I did not say that you were feigning outrage. V is correct on this, I was referring to his postings on this thread, and even the fact that he started it in the first place. I was actually giving him credit that he understood what Patagonia was doing, but calling out his lack of candor in pretending to be outraged. He was indeed trying to score points. Just my opinion, and I'm quite certain others also participate in this type of rhetoric.

There are those on both sides who actually lack the intelligence to correctly interpret the ad, those who are terribly informed, including many whose sole source of information is Fox New, Hannity, etc.

I understand your position of insisting on consistency. However, I think this can lead to a false sense of eqivalency regarding the honesty, credibility and integrity of the different sides, and not just on this issue. IMO, one side has been much less honest than the other on the NM discussion. Just as I don't believe that Fox News has any journalistic integrity while MSNBC actually is mostly factual. My bias, if you will.


----------



## #1DEER 1-I (Sep 10, 2007)

Also worth noting Vanilla, I watched Glenn Beck reference the same Patagonia pic you posted and then say quote “you couldn’t even walk on it, you could only stand on the road and look at it.” Then he goes on to talk about how there’s so much misinformation on the subject. I also listened to Ben Shapiro’s podcast yesterday where he didn’t have any idea what he was talking about either. 

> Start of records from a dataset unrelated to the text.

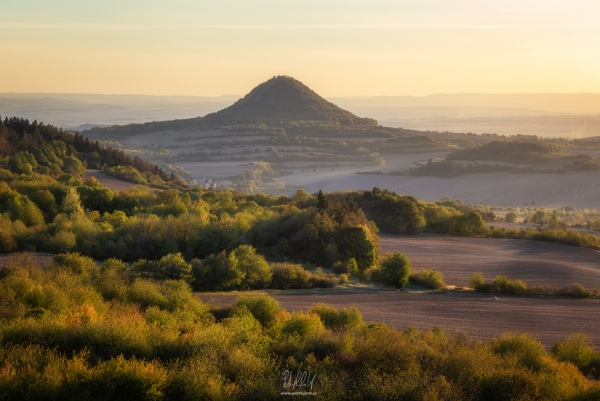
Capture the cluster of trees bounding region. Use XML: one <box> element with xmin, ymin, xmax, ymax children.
<box><xmin>0</xmin><ymin>255</ymin><xmax>600</xmax><ymax>401</ymax></box>
<box><xmin>0</xmin><ymin>117</ymin><xmax>185</xmax><ymax>186</ymax></box>
<box><xmin>447</xmin><ymin>140</ymin><xmax>567</xmax><ymax>164</ymax></box>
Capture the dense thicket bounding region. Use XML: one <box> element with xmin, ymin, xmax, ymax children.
<box><xmin>0</xmin><ymin>117</ymin><xmax>185</xmax><ymax>186</ymax></box>
<box><xmin>0</xmin><ymin>255</ymin><xmax>600</xmax><ymax>401</ymax></box>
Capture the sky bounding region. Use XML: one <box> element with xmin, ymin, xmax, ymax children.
<box><xmin>0</xmin><ymin>0</ymin><xmax>600</xmax><ymax>96</ymax></box>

Now you and I know that is complete crap. I like Ben Shapiro and Glenn Beck, but let me tell you this makes me question how accurate they are at times too, because neither one of them had the slightest clue what they were talking about in regards to this. Ben Shapiro said quote “the government should never own this much land, almost all of it should be PRIVATIZED” which is really the end goal of these guys right? 

I mean watching Glenn Beck and Ben Shaliro throw out blatant lies on this issue disgusted me to the core. 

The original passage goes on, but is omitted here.